Alo Kılıçdaroğluuu... Çankaya’ya bak, Çankaya’ya!
Onlar, asla “güçlü” değil... Evet, onlar “güçlü” değil, biz “zayıf”ız... Aslında zayıf da değiliz ama “sesimiz zayıf” çıkıyor... İşte burada, yine “tavuk” ve “kısrak” örneğini vereceğim... Biliyorsunuz, “tavuk”; alt tarafı bir “yumurta” doğurur!.. Ama öyle bir “gıdaaaklar” ki, sesini yedi mahalleye duyurur!.. Oysa bir “kısrak”, kocaman bir “tay” doğurur ama; hiç sesi çıkmadığı için, sahibinin bile ancak sabahleyin haberi olur.

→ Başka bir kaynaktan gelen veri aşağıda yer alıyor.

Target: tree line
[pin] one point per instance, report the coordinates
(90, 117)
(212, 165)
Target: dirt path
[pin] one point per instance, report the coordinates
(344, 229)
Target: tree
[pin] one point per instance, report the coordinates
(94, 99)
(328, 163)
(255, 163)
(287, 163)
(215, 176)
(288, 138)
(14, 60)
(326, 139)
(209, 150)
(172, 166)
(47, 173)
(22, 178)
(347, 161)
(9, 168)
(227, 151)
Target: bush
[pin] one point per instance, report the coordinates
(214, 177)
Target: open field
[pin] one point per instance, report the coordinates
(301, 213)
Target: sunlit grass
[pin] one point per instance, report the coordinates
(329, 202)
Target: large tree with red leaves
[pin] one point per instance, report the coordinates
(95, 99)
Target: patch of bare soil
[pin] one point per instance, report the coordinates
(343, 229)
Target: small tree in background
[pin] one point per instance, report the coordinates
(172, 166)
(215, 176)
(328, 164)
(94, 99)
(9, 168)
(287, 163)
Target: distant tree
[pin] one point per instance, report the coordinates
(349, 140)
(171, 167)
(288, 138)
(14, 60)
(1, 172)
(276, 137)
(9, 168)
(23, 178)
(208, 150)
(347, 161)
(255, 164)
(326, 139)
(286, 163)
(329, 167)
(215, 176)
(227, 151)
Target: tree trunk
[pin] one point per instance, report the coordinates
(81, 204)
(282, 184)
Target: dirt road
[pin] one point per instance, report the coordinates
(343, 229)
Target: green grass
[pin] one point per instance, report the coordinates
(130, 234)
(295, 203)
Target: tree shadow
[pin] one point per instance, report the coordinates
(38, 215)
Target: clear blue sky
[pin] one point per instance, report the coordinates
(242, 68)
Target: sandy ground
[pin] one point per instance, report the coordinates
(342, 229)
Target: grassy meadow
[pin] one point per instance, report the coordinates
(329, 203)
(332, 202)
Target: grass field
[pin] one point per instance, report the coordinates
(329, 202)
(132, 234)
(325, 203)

Açık ve net konuşalım... Problem, “biz”de!.. Evet, “kartel medyası”nda değil, “biz”de!.. Hemen her gün, yığınla “belge” yayınlıyor, “kâğıt üçkâğıtçılığı” benzeri bir sürü “skandal”ı ortaya çıkarıyoruz ama, nedendir bilinmez, bir türlü “gündem” oluşturamıyoruz... Kimbilir, belki de her birimiz “ayrı telden” çaldığı ve “tek ses” çıkaramadığı için!.. Ama, “kartel medyasının kuyruğuna takılma” ve “onların gündemlerine esir olma” konusunda maşallahımız var!..
KILIÇDAROĞLU, ŞİŞİRİLMİŞ BİR BALON!
İşte yine, “kartelin kuyruğu”na takılıp, “düello” olayına “onların penceresinden” baktık... Onların yaptığı gibi; AK Parti Genel Başkan Yardımcısı Dengir Mir Mehmet Fırat’a ve CHP Grup Başkanvekili Kemal Kılıçdaroğlu’na “not”lar verdik!.. Kimimiz, “Kılıçdaroğlu daha inandırıcıydı” deme eblehliğinde bile bulundu!..

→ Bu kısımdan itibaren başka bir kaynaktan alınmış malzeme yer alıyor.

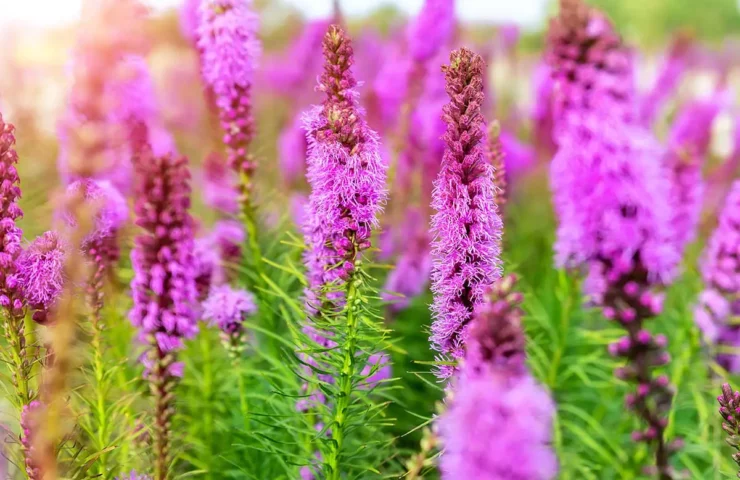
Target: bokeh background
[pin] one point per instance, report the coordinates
(568, 343)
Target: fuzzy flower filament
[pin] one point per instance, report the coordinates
(228, 308)
(227, 40)
(40, 271)
(466, 226)
(347, 178)
(498, 424)
(12, 298)
(611, 197)
(729, 409)
(720, 270)
(163, 287)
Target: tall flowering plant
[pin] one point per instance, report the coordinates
(612, 197)
(466, 226)
(720, 270)
(347, 179)
(163, 287)
(229, 48)
(498, 421)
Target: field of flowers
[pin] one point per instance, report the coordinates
(240, 245)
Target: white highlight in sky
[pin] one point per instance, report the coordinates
(51, 13)
(528, 13)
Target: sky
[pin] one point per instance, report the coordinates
(48, 13)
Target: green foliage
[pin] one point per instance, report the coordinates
(650, 23)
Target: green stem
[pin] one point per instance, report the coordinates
(15, 333)
(207, 394)
(248, 219)
(342, 402)
(100, 395)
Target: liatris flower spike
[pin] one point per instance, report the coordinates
(729, 408)
(498, 424)
(40, 271)
(611, 196)
(228, 308)
(227, 40)
(431, 29)
(12, 298)
(345, 171)
(163, 287)
(720, 270)
(347, 178)
(466, 226)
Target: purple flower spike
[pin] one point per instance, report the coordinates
(345, 171)
(669, 77)
(106, 199)
(289, 73)
(220, 185)
(228, 309)
(729, 408)
(227, 40)
(720, 270)
(40, 270)
(498, 424)
(431, 30)
(466, 226)
(29, 427)
(612, 200)
(163, 287)
(11, 297)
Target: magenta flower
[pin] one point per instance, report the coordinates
(720, 270)
(220, 190)
(466, 226)
(11, 296)
(227, 40)
(431, 29)
(292, 151)
(163, 287)
(345, 171)
(498, 422)
(390, 85)
(134, 476)
(611, 197)
(688, 142)
(40, 271)
(620, 197)
(227, 308)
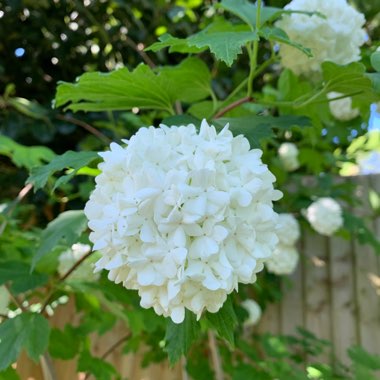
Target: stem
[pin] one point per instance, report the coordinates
(233, 105)
(63, 278)
(215, 357)
(86, 126)
(253, 51)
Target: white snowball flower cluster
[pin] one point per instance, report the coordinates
(335, 38)
(325, 216)
(67, 259)
(4, 300)
(285, 257)
(183, 217)
(288, 153)
(254, 312)
(342, 109)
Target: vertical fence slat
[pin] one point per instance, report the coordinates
(317, 306)
(343, 298)
(366, 268)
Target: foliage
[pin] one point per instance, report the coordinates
(115, 66)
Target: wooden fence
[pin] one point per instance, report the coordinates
(335, 293)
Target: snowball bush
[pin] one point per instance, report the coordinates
(68, 259)
(183, 217)
(325, 216)
(342, 109)
(288, 153)
(254, 312)
(336, 38)
(285, 257)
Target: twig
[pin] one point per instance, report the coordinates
(86, 126)
(233, 105)
(67, 274)
(215, 357)
(48, 369)
(110, 350)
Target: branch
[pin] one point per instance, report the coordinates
(86, 126)
(63, 278)
(233, 105)
(215, 357)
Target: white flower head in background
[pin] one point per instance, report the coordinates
(342, 109)
(285, 257)
(254, 312)
(183, 216)
(4, 300)
(325, 216)
(288, 153)
(67, 259)
(284, 260)
(335, 37)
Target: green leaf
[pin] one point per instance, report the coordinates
(74, 160)
(68, 226)
(258, 128)
(272, 33)
(224, 40)
(364, 358)
(349, 79)
(9, 374)
(179, 337)
(29, 331)
(24, 156)
(175, 45)
(143, 88)
(18, 274)
(97, 367)
(64, 344)
(224, 321)
(375, 60)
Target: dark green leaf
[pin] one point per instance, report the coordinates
(25, 156)
(179, 337)
(258, 128)
(29, 331)
(18, 274)
(175, 45)
(224, 321)
(68, 226)
(74, 160)
(223, 39)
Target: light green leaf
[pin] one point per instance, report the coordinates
(68, 226)
(375, 60)
(272, 33)
(143, 88)
(224, 40)
(179, 337)
(224, 321)
(175, 45)
(258, 128)
(18, 274)
(25, 156)
(29, 331)
(74, 160)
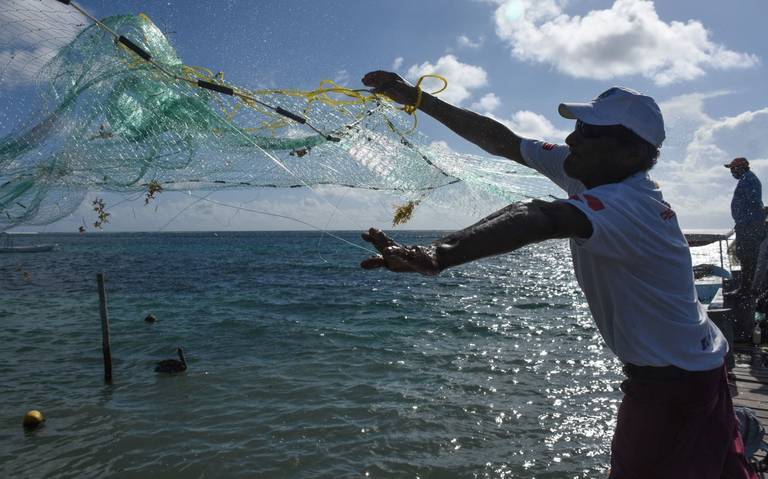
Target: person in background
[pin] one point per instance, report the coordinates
(631, 259)
(749, 219)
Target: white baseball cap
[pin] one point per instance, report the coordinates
(620, 106)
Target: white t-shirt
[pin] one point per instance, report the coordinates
(635, 269)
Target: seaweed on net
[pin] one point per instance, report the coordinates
(110, 120)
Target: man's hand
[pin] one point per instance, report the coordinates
(391, 85)
(398, 258)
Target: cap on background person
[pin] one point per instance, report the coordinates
(737, 163)
(621, 106)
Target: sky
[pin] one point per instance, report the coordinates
(704, 61)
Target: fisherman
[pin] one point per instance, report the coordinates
(749, 219)
(631, 260)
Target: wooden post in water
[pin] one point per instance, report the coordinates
(105, 347)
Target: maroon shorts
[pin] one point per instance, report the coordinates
(677, 427)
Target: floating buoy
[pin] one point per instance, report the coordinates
(33, 419)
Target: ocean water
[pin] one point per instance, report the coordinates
(300, 363)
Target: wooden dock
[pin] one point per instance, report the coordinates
(751, 373)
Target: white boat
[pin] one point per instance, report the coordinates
(7, 245)
(709, 277)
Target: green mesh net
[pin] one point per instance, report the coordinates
(109, 120)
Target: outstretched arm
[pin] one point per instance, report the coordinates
(488, 134)
(506, 230)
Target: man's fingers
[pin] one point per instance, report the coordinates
(379, 239)
(375, 79)
(373, 262)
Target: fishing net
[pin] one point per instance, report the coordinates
(119, 111)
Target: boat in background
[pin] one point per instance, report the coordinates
(710, 277)
(7, 244)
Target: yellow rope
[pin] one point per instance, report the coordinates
(411, 109)
(323, 94)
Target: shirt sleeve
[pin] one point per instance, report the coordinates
(547, 159)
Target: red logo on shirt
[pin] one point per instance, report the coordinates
(594, 203)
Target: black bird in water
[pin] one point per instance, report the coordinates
(172, 365)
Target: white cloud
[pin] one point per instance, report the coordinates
(627, 39)
(462, 77)
(690, 169)
(466, 42)
(488, 103)
(32, 34)
(532, 125)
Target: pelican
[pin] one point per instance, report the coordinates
(172, 365)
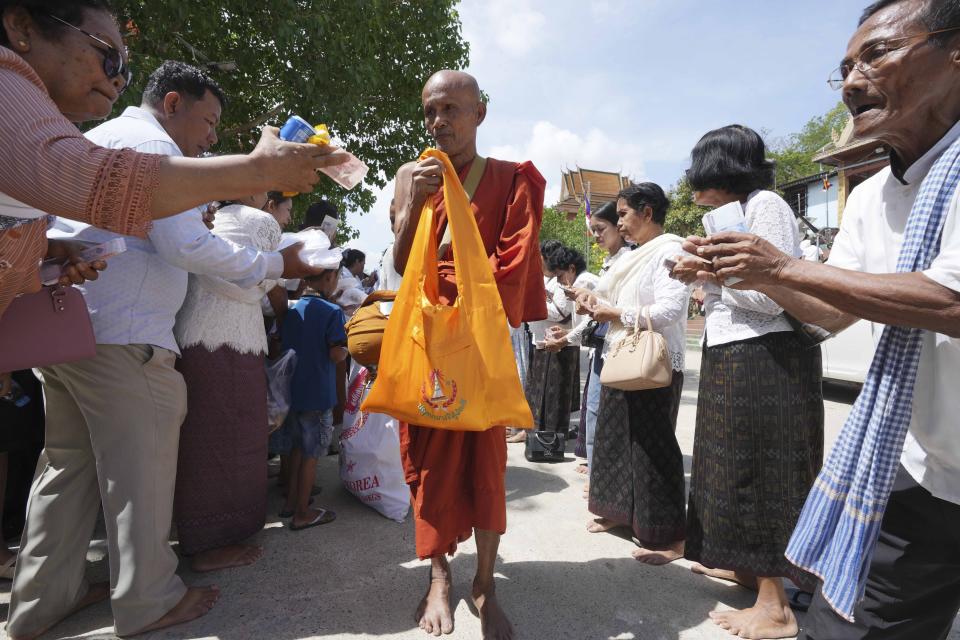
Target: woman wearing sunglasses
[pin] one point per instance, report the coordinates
(64, 63)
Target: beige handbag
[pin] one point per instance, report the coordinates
(638, 361)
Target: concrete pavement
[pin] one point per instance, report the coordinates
(359, 578)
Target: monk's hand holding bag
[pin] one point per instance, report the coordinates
(449, 366)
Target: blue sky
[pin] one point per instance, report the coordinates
(632, 85)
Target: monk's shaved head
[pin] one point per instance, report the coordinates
(452, 111)
(449, 81)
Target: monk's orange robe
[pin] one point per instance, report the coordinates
(456, 478)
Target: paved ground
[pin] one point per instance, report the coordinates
(358, 577)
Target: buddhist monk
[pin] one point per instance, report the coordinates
(457, 477)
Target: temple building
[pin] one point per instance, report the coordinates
(847, 161)
(603, 186)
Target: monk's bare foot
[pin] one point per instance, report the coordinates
(494, 624)
(434, 614)
(196, 602)
(659, 556)
(97, 592)
(599, 525)
(234, 555)
(743, 579)
(759, 622)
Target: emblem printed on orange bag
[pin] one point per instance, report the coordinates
(437, 404)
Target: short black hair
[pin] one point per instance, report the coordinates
(40, 11)
(564, 257)
(182, 78)
(276, 197)
(607, 212)
(731, 158)
(352, 257)
(317, 212)
(647, 193)
(549, 247)
(935, 15)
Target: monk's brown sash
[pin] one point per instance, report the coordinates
(470, 185)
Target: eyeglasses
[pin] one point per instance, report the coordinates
(113, 64)
(873, 56)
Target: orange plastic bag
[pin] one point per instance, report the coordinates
(449, 367)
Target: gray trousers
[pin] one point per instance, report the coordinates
(113, 429)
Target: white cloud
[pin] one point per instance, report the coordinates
(512, 26)
(553, 149)
(374, 228)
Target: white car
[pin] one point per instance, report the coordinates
(847, 356)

Oysa, o “düello”nun, o “tartışma”nın tartışmasız galibi AK Partili Fırat’tı!.. CHP’li Kılıçdaroğlu ise; “nakavt” olmasa da, “abondone” oldu!..
Evet, “abondone” oldu, çünkü;
-Dengir Mir Mehmet Fırat aleyhinde rapor hazırlayan gümrük görevlisinin bir “hasım” olduğu, çünkü daha sonradan CHP milletvekili Aday Adayı olduğu ortaya çıktı!..
-Hayali ihracat dosyasının, zamanaşımı sebebiyle düşmediği, ağır ceza mahkemesi tarafından reddedildiği belgelendi!..
-Kemal Kılıçdaroğlu, hayali ihracat olayının nerede gerçekleştiğini karıştırdı!.. Sahi; bu hayali ihracat, İngiltere’de mi, yoksa Ukrayna’da mı gerçekleşti!..
-Hisse devrine ilişkin banka dekontları, Fırat’ın, Menas A.Ş. ile yollarını çok önceden ayırdığını ortaya koydu ki, Kılıçdaroğlu buna diyecek bir söz bulamadı!..
-Kılıçdaroğlu; Vatan gazetesine noterden gönderilen hisse devrini, belge sandı... Kısacası, Fırat’ın Menas A.Ş.’nin halen ortağı olduğu iddiası fos çıktı!..
-89 kiloluk eroin kaçakçılığı olayının ise, Fırat şirketten ayrıldıktan çok sonra gerçekleştiği için, Fırat’ı bağlamayacağını görmezden geldi!..
Bunun gibi, daha nice “açık” verdi ki; bence Kılıçdaroğlu’nun “balon” olduğu görülmüştür!..
Evet, evet; Fırat’a “Baron” diyen Kılıçdaroğlu, iyi şişirilmiş bir “Balon” olduğunu gösterdi... Kendisi de bir “balon”du, belgeleri de!..
ŞİMDİ DE ÇANKAYA SKANDALI!
Kılıçdaroğlu için, son günlerde “Belge Fabrikatörü” filan diyorlar... Demek oluyor ki; “fabrika”sında sürekli “belge üretiyor!”
Üretim için, elbette “hammadde” lazım... Kılıçdaroğlu’na bu “hammadde”leri kimin getirdiğini bilmiyorum ama bir iddiaya göre; bu “hammadde”ler, “CHP’li Mersin Belediyesi”nden, yani Başkan Macit Özcan tarafından gönderilmiş!..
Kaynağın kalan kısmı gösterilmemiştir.